Consider the unnamed narrator in Hage’s second novel, Cockroach, who roams the nighttime streets of an expressionistic Montreal, imagining himself a giant insect crawling amongst the nooks and crannies of an unsuspecting populace’s interior environments:
Towards midnight I entered Le Fly Bar on St-Laurent. Like an insect I was drawn to the bar’s lantern shapes and the dim light through the window. I like faintly luminous places with invisible tables that just sit there and listen to the defeated moans of conquered chairs. I like dark passages that lead you to where everything comes from (the cases of beer, the milk for the coffee, the crates of bread). I like dirty places and sombre corners. Bright places are for vampires.
The immigrant experience that Hage dramatizes in Cockroach is very different from the one Ondaatje sees. There is no blue-collar nobility in Hage’s vision, only “dirty places and sombre corners.” And yet how evocative are the “defeated moans of conquered chairs”? Or the “dark passages that lead you to where everything comes from”? Hage is astute enough to know when and how to deploy appropriate metaphors to enhance his admittedly nihilistic material. Yet a novel that tears at the heart of our vaunted multicultural platitudes is not the kind of novel that the orthodoxy – so staunchly entrenched and beholden to a litany of soothing bromides – is likely to embrace.
Another author Rabinovitch points to as anti-orthodox is Nino Ricci, who, like Hage, has been shortlisted for the Giller. But it is telling that Rabinovitch mentions Ricci’s 2008 novel The Origin of Species – which was shut out of last year’s shortlist – in making her case. The Ricci novel that was shortlisted, 1997’s Where Has She Gone, is much more easily recognizable as a work of traditional CanLit. It would appear that the orthodoxy is not in much danger of crumbling any time soon, protestations to the contrary notwithstanding.
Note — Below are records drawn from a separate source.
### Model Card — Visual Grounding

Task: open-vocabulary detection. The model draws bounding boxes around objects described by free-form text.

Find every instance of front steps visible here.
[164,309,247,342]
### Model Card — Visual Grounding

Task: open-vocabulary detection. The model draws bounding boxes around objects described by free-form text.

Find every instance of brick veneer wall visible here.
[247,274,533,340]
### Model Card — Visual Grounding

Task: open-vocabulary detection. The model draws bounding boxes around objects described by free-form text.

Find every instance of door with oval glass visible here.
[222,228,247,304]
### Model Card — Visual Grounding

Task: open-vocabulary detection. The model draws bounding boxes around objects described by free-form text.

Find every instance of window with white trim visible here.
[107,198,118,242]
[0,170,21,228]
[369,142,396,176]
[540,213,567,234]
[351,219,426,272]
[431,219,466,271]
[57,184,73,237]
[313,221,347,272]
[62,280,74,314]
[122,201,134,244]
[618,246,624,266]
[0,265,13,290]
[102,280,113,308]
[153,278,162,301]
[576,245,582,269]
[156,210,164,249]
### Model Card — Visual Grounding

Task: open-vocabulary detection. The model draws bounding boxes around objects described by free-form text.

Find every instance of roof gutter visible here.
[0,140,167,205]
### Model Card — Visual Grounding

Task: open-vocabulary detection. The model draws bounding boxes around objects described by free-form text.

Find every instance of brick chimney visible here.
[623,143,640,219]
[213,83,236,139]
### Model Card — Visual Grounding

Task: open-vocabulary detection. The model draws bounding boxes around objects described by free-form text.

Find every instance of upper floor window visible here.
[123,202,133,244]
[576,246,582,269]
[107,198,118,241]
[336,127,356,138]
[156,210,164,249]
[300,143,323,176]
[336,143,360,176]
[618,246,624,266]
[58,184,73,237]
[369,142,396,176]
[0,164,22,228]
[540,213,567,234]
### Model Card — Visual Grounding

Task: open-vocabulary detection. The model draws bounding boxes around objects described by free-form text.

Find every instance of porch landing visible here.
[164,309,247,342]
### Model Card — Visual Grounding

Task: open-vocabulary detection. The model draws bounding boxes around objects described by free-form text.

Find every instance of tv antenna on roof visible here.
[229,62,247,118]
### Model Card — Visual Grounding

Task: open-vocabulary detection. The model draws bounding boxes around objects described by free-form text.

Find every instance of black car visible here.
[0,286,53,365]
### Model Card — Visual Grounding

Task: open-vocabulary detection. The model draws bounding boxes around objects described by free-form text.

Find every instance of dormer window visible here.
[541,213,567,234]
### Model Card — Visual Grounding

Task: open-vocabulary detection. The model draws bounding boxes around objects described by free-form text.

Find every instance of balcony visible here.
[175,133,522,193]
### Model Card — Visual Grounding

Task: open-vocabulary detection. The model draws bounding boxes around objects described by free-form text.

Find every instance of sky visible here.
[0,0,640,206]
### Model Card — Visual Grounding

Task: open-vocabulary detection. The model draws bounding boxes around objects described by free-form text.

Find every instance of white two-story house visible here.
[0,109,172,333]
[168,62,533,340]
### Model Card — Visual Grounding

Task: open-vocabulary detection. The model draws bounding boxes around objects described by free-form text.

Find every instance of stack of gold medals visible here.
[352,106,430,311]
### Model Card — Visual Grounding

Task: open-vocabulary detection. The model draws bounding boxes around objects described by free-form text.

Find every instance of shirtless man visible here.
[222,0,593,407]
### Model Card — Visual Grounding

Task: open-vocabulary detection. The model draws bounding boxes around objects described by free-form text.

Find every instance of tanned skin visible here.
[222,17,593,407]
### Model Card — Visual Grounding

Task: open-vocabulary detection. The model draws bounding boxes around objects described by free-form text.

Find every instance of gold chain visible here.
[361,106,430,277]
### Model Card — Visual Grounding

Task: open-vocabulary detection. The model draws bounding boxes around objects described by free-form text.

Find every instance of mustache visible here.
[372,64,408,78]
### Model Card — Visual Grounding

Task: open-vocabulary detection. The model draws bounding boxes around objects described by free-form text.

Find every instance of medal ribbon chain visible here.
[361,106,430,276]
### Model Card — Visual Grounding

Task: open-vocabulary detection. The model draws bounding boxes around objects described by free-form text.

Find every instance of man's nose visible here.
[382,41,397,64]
And that’s a shame, because Rabinovitch is right in her assertion that there is a wealth of talented writers in this country creating innovative, exciting works of literature. I would add Rosenblum and Foad to the list, along with Sean Dixon, Stacey May Fowles, Kenneth J. Harvey, and Mark Anthony Jarman. But these writers rarely grab the spotlight, either because of limited marketing budgets or, more frequently, because they exist under the shadow of another, more monolithic kind of CanLit. The kind of CanLit that has come to dominate the discourse in this country. The kind that makes one want to scream: Fuck books!